Intro to Gradient Descent

Article
06/05/2016

Hello World!

This is a pull from my privately owned blog: www.dacrook.com -> to find latest and greatest, thats a great place to head.

In this article we are going to cover a simple version of Gradient Descent. It is important to note that this version of gradient descent is using Sum of Squares as its cost function to reduce. This implementation utilizes vectorized algorithms. Lets start off with...

What is Gradient Descent

There are a ton of confusing explanations, including wikipedia. Lets just keep it simple. Gradient descent is simply a method to minimize the output of a particular function by taking baby steps in the downward sloping direction. These steps reduce the slope until it reaches a local minimum or the slope becomes zero. This is more easily visualized with the below graphic.

You can see here at step 1 we have a very steep slope. We take a big step, overshoot a bit, but at least we are closer, the slope is reduced, take another step, overshoot again, but again we are closer and finally in step 4, we have reached the local minimum of that function, where our slope is zero.

What does slope have to do with the minimum of a function?

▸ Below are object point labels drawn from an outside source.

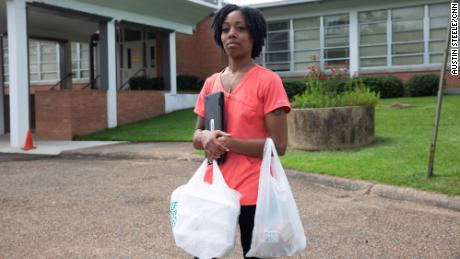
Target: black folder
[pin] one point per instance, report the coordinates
(214, 114)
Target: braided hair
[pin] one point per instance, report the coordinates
(255, 22)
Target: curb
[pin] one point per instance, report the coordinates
(367, 188)
(382, 190)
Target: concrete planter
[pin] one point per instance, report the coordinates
(331, 128)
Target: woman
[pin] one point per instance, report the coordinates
(255, 108)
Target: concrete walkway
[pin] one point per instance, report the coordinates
(185, 151)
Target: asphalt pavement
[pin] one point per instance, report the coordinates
(85, 206)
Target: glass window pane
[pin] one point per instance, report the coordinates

Above is a parabolic equation $latex y = x^2 $ the minimum of this function is when x = 0. You can think of step 1 being x = -100, step 2 x = +50, and step 3, x = -25. Each of these steps the slope reduces as x becomes closer to the minimum, which is x = 0. Basically the slope tells us how big of a step we need to take in order to get closer to our minimum as well as in what direction. In step 1, we need to increase x, in step 2 we need to decrease x, and in step 3 we need to again increase it. At step 4, we are just right.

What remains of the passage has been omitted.